Beckworth: That is interesting. So the 1987 stock market crashed, a real sharp decline. A lasting legacy of that is this change in 1991 to the law, which then today 2008 and 2020, allows the Fed to intervene in these market settings with the liquidity facilities. Huh. So we can trace a little line going all the way back to 1987. Interestingly Lev Menand mentions 1991 also is a key turning point, like in repo markets. The Fed was already intervening all the way back to 1950, he notes. But it's not until 1991, there's this big increase due to the change in law. And again, we can trace this back to 1987. So it would've been interesting to see a counterfactual history. No 1987 stock market crash, what would have happened? So very fascinating.

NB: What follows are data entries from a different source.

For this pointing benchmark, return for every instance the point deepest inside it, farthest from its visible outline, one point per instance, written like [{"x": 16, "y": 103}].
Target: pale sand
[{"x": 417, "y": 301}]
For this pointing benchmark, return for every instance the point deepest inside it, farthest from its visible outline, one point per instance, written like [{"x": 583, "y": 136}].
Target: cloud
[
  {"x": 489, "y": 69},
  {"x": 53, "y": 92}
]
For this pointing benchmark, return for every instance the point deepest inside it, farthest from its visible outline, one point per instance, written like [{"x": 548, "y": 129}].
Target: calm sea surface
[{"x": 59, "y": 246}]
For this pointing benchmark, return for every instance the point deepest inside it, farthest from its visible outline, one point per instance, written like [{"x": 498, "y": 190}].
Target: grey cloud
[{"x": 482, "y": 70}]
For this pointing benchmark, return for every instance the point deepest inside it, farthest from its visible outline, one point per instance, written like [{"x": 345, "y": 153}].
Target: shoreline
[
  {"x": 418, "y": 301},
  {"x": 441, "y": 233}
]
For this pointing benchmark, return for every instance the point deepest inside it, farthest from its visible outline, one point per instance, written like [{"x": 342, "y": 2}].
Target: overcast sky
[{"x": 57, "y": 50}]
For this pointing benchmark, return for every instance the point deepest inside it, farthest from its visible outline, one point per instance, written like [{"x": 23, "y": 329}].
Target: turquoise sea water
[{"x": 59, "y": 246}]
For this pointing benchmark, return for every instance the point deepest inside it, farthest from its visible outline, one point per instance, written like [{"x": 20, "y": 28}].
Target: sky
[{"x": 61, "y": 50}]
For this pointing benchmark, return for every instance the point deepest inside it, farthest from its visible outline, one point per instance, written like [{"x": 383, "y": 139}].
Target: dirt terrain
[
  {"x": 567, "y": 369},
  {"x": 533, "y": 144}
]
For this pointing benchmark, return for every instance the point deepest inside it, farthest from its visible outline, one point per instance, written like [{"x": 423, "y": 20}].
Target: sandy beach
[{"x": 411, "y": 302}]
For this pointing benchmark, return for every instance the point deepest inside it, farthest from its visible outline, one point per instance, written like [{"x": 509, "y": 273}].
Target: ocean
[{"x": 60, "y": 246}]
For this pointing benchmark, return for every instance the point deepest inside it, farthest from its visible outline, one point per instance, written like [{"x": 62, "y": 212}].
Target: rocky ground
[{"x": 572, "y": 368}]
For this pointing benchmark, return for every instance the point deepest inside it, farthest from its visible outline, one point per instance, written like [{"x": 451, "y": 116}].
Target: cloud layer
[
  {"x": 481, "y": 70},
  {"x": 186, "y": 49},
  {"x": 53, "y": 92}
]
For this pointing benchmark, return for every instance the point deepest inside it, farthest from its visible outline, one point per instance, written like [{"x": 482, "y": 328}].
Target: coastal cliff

Beckworth: Okay, so you have that change in 1991. Let's go to the more recent past 2020. And I'm invoking Lev on in this discussion. That means I appreciate his work. He had in that first paper I mentioned, a distinction between liquidity facilities and credit facilities. And I actually like this distinction, liquidity facilities, you really are stepping in trying to keep liquidity, trying to keep the financial system running. Whereas a credit facility, the way he defines it, such as the Main Street Lending Facility, you are doing more credit allocation. And the danger I see with that is, you're starting to pick winners and losers. And I know that's going to be even true with liquidity facilities. You can make, oh, there's winners and losers there too. But when you get into Main Street facilities, it becomes more apparent, more pronounced, and it could raise political legitimacy questions about the Fed. And so, I'm wondering what your thoughts are. Is there a way to draw a line between the Fed getting over involved in credit versus liquidity support?

Kelly: Yeah. And this is where I think 13.3 Is actually a pretty elegant authority, because this differentiates the Fed from say the ECB or other central banks that are buying massive corporate bond portfolios as part of QE. So now they're engaged in all these discussions of, what is market neutral and should we green our portfolio and things like that. And the beauty of 13.3 is that it's somewhat insulated from that, in that, this is really about crisis time intervention. This is not about deciding on the future of the economy and what the future economy's going to look like. The fact that it's bound by unusual and exigent circumstances makes this effectively, makes them all basically liquidity facilities. I like the distinction, I get the distinction. But the fact that the board needs to find unusual and exigent circumstances, it has to find evidence that the recipients are lacking adequate credit. To me that suggests more of, okay, this is an emergency facility, and then it's going to be over. And by 2021, the Fed had sold all its corporate bonds. So, that's the distinction between like, oh, we're really extending credit and bailing out and deciding on the future shape of the economy, versus we're getting us through this crisis. And then our laws tell us to stop.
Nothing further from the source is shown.